What constitutes a reasonable attorney fee for recoupment of medical and related benefits is a factual issue subject to the discretion of the factfinder.  Neuman v. Graceville Health Ctr., 52 W.C.D. 194, 198 (W.C.C.A. 1994), citing Roraff generally.  Moreover, contrary to Mr. Bellis’s apparent presumption, “[d]etermining a reasonable Roraff fee is not merely a matter of multiplying the attorney’s hourly rate by the amount of time spent on the case.”  Corbett v. IPSCO MN, Inc., slip op. (W.C.C.A. Mar. 4, 2004), citing Borgan v. Bob Hegland, Inc., slip op. (W.C.C.A. Jun. 12, 2002).  In this case, as in most, the compensation judge who had worked with the parties and their attorneys as they worked through litigation of the matters at issue had a unique vantage point from which to assess the complexity and the amount of the work necessary to accomplish resolution of the dispute.  In light of all of the evidence in the case, we cannot conclude that the compensation judge’s decision limiting Mr. Bellis’s Roraff fee award to $500.00 was unreasonable either for any failure to properly contemplate the testimony of Dr. Hubbard or for nonapplication or misapplication of the “Irwin factors.”  Therefore we affirm that decision.  Cf.  Hengemuhle, 358 N.W.2d at 59, 37 W.C.D. at 239.  Nor will we assume any authority, as requested by Mr. Bellis, to increase Mr. Bellis’s award for his work on appeal before this court by any amount in excess of the standard $1,000.00 that we have already awarded under our current policy, as authorized under Minnesota Statutes section 176.511, subdivision 3.[11]



[1] See Roraff v. State, Dep't of Transp., 288 N.W.2d 15, 32 W.C.D. 297 (Minn. 1980).

[2] See Gillette v. Harold, Inc., 257 Minn. 313, 101 N.W.2d 200, 21 W.C.D. 105 (1960).

[3] Background facts in this decision are drawn generally from (1) the findings and order of Compensation Judge Jennifer Patterson filed in this matter on January 24, 2005, and affirmed by this court on September 13, 2005, excerpts of which were submitted into evidence as Petitioner’s Exhibit A at the May 31, 2006, hearing below, which findings and order were adopted by reference in Judge Patterson’s findings and order on attorney fees filed July 20, 2006, from which this appeal is taken, and (2) the referenced decision of this court filed September 13, 2005, submitted into evidence at the hearing below as Petitioner’s Exhibit C and also adopted by reference by Judge Patterson.

[4] See Weber v. City of Inver Grove Heights, 461 N.W.2d 918, 43 W.C.D. 471 (Minn. 1990).

[5] No notice of intention to discontinue [NOID] benefits had been served.

[6] See Heaton v. J. E. Fryer & Co. & United Van Bus Delivery, 36 W.C.D. 316 (W.C.C.A. 1983).

[7] Although neither party has appealed from this finding, it is evident from Petitioner’s Exhibit O, received into evidence without objection, that this figure includes not only contingent fees paid on permanency and wage loss recoveries but also the $1,000.00 fee that was paid to Mr. Bellis upon order of this court upon Mr. Bellis’s prevailing on the employer and insurer’s appeal from Judge Patterson’s January 24, 2005, findings and order.

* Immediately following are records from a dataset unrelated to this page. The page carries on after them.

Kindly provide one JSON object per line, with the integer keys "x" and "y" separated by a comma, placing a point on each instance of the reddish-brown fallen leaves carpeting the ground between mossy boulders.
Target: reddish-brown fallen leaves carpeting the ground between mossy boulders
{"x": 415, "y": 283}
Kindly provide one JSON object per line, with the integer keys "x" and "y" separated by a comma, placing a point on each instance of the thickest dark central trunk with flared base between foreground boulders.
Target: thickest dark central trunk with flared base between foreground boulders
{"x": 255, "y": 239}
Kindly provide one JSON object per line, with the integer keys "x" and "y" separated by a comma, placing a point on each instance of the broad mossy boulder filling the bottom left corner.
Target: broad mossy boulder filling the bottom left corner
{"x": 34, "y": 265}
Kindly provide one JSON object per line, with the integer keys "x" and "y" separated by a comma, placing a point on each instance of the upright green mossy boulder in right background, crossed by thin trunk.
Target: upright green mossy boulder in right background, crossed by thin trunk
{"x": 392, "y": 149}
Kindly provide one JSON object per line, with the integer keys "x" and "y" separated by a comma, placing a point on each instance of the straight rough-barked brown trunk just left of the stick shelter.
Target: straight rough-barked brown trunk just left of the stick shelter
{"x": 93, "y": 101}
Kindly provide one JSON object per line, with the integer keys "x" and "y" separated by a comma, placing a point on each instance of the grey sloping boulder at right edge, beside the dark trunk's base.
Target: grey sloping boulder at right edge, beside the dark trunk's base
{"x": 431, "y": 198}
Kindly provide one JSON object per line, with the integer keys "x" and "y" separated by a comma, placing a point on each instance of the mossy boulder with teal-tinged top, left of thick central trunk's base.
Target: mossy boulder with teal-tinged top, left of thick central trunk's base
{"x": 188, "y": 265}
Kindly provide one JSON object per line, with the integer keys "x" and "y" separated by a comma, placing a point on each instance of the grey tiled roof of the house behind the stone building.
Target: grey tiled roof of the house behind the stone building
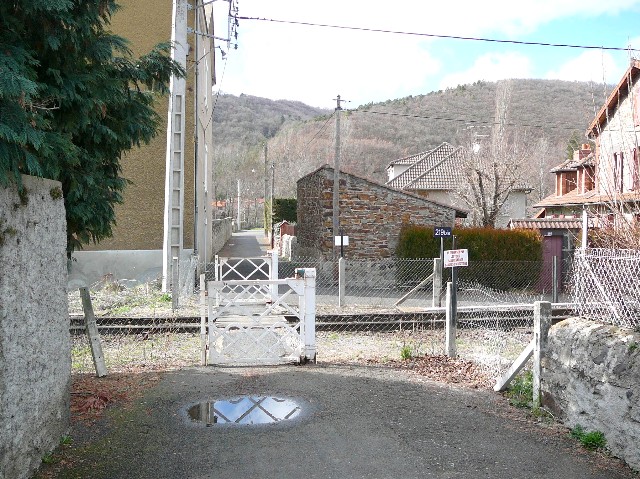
{"x": 434, "y": 169}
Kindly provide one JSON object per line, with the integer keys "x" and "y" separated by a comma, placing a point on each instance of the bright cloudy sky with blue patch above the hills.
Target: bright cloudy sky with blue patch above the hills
{"x": 314, "y": 64}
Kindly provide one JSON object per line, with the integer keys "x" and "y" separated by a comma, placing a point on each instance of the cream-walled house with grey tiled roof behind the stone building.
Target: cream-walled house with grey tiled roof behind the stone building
{"x": 437, "y": 174}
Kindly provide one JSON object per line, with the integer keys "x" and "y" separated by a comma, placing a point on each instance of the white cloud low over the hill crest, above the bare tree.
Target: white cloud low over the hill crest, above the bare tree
{"x": 491, "y": 67}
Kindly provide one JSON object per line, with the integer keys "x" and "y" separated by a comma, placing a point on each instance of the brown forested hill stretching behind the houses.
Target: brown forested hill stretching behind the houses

[8] On appeal, Mr. Bellis asserts that the $8,606.25 figure is the result of “some incorrect arithmetic” by the judge and him at hearing.

[9] It appears that the course in physical therapy at issue was actually conducted in 2004, although it was in treatment of a flare-up of symptoms that occurred in 2003.

[10] Mr. Bellis suggests that, in drawing this conclusion in Finding 3, the judge was “misstating” the facts, but he has not appealed from the finding.

[11] In his brief, Mr. Bellis argues simply that he “did prevail before the W.C.C.A. and I believe I am entitled to claim the additional time I spent on the appeal totaling $2100, or $1100 over the $1000 awarded by the W.C.C.A.,” adding in his reply brief, “I was working under the impression that the Comp. Judge could correct the fee awarded by the W.C.C.A.,” and “[i]nasmuch as I promptly appealed Judge Patterson’s Findings and Order of July 20, 2006, I believe I am within my rights to request the Court of Appeals to award attorney fees commensurate with the work that appeal required of me.”